What Is Rule 144?
Rule 144 is a regulation enforced by the U.S. Securities and Exchange Commission (SEC) that sets the conditions under which restricted, unregistered, and control securities can be sold or resold. Rule 144 provides an exemption from registration requirements to sell the securities through public markets if a number of specific conditions are met. The regulation applies to all types of sellers, in addition to issuers of securities, underwriters, and dealers.
- Rule 144 is a set of SEC guidelines outlining the sale of restricted or unregistered securities.
- Rule 144 also regulates transactions in securities held by controlling or majority shareholders
- In order to be freely transacted, Rule 144 mandates that five conditions must be satisfied, including a minimum holding period, quantity restrictions, and disclosure of the transaction.
Understanding Rule 144
Rule 144 regulates transactions dealing with restricted, unregistered, and control securities. These type of securities are typically acquired over-the-counter (OTC), through private sales, or constitute a controlling stake in an issuing company. Investors may acquire restricted securities through private placements or other stock benefit plans offered to a company’s employees. The SEC prohibits the resale of restricted, unregistered and control securities, unless they are registered with the SEC prior to their sale, or they are exempt from the registration requirements when five specific conditions are met.
Five Conditions for Resale of Rule 144 Securities
Five conditions must be met for restricted, unregistered and control securities to be sold or resold.
- First, the prescribed holding period must be met. For a public company, the holding period is six months, and it begins from the date a holder purchased and fully paid for securities. For a company that does not have to make filings with the SEC, the holding period is one year.

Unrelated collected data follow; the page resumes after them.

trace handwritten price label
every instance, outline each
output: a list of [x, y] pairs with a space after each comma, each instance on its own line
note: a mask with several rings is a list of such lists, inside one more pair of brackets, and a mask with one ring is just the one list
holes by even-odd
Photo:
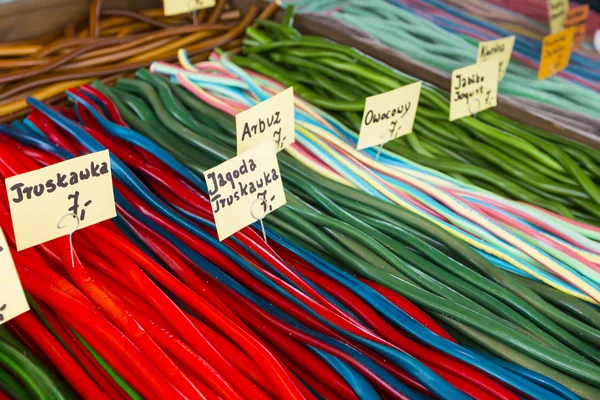
[[273, 142], [250, 150], [204, 172], [219, 240], [286, 203]]
[[0, 229], [0, 325], [29, 311], [17, 269]]
[[[68, 213], [79, 228], [117, 215], [108, 150], [63, 161], [6, 179], [17, 249], [47, 242], [72, 232], [57, 227]], [[65, 218], [75, 225], [74, 218]]]
[[165, 15], [170, 16], [214, 7], [217, 0], [163, 0], [163, 4]]
[[367, 97], [356, 148], [378, 146], [411, 133], [420, 95], [421, 81]]
[[563, 30], [567, 12], [569, 12], [569, 0], [548, 0], [550, 33], [557, 33]]
[[450, 121], [495, 107], [498, 102], [498, 60], [455, 69], [450, 89]]
[[258, 103], [235, 116], [238, 155], [259, 143], [271, 140], [281, 151], [296, 140], [294, 121], [294, 89]]
[[574, 50], [578, 49], [585, 40], [585, 27], [587, 25], [589, 13], [589, 4], [582, 4], [579, 7], [574, 7], [567, 13], [567, 18], [565, 18], [565, 29], [575, 29], [575, 36], [573, 37]]
[[545, 79], [567, 68], [574, 35], [575, 28], [569, 28], [544, 37], [538, 79]]
[[477, 62], [482, 63], [488, 60], [498, 60], [498, 80], [501, 81], [508, 69], [508, 64], [510, 64], [510, 56], [512, 55], [514, 46], [514, 36], [479, 42]]

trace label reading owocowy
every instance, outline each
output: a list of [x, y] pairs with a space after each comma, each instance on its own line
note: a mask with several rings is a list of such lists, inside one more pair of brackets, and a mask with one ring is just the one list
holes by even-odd
[[358, 136], [358, 150], [377, 146], [412, 132], [421, 81], [367, 97]]
[[498, 60], [455, 69], [450, 88], [450, 121], [477, 114], [498, 102]]
[[280, 151], [294, 143], [294, 89], [283, 92], [258, 103], [235, 116], [237, 154], [270, 140]]
[[204, 172], [219, 240], [285, 204], [274, 147], [262, 142]]
[[489, 40], [487, 42], [479, 42], [477, 62], [481, 63], [488, 60], [498, 60], [498, 80], [502, 80], [502, 78], [504, 78], [504, 73], [508, 68], [508, 64], [510, 64], [510, 56], [512, 55], [514, 45], [514, 36]]
[[63, 161], [7, 178], [17, 249], [56, 239], [117, 215], [108, 150]]
[[545, 79], [567, 68], [574, 35], [575, 28], [569, 28], [544, 37], [538, 79]]
[[548, 0], [547, 9], [550, 33], [562, 31], [569, 11], [569, 0]]
[[29, 311], [6, 238], [0, 229], [0, 325]]
[[163, 0], [164, 14], [167, 17], [214, 7], [215, 4], [217, 0]]

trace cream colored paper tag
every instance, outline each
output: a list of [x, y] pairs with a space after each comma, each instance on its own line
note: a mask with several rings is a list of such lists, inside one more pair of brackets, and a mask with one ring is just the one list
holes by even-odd
[[487, 42], [479, 42], [477, 62], [481, 63], [488, 60], [498, 60], [498, 80], [502, 80], [502, 78], [504, 78], [504, 73], [508, 68], [508, 64], [510, 64], [510, 56], [512, 55], [514, 45], [514, 36], [489, 40]]
[[589, 4], [582, 4], [578, 7], [573, 7], [567, 13], [567, 18], [565, 18], [565, 29], [575, 28], [575, 36], [573, 37], [573, 50], [578, 49], [581, 46], [581, 43], [583, 43], [585, 40], [585, 28], [589, 13]]
[[17, 269], [0, 229], [0, 325], [29, 311]]
[[294, 143], [294, 88], [287, 88], [236, 115], [235, 128], [238, 155], [269, 139], [277, 151]]
[[366, 149], [411, 133], [420, 95], [421, 81], [367, 97], [356, 148]]
[[163, 0], [163, 4], [165, 15], [168, 17], [214, 7], [217, 0]]
[[497, 59], [452, 71], [450, 121], [495, 107], [497, 102]]
[[[117, 215], [108, 150], [6, 179], [17, 250], [56, 239]], [[57, 227], [63, 218], [64, 228]]]
[[219, 240], [286, 203], [275, 146], [262, 142], [204, 172]]
[[546, 79], [567, 68], [574, 35], [575, 28], [569, 28], [544, 37], [538, 79]]
[[569, 0], [548, 0], [548, 24], [550, 33], [563, 30], [565, 18], [569, 12]]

The holding period requirements apply primarily to restricted securities, while resale of control securities is subject to the other requirements under Rule 144.
- Second, there must be adequate current public information available to investors about a company, including historical financial statements, information about officers and directors, and a business description.
- Third, if a selling party is an affiliate of a company, he cannot resell more than 1% of the total outstanding shares during any three-month period. If a company’s stock is listed on a stock exchange, only the greater of 1% of total outstanding shares, or the average of the previous four-week trading volume can be sold. For over-the-counter stocks, only the 1% rule applies.
- Fourth, all of the normal trading conditions that apply to any trade must be met. In particular, brokers cannot solicit buy orders, and they are not allowed to receive commissions in excess of their normal rates.
- Finally, the SEC requires an affiliated seller to file a proposed sale notice, if the sale value exceeds $50,000 during any three-month period, or if there are more than 5,000 shares proposed for sale.
If the seller is not associated with the company that issued the shares and has owned the securities for more than one year, the seller does not have to meet any of the five conditions and can sell the securities without restrictions. Also, non-affiliated parties may sell their securities, if they held them for less than a year, but greater than six months, provided the current public information requirement is met.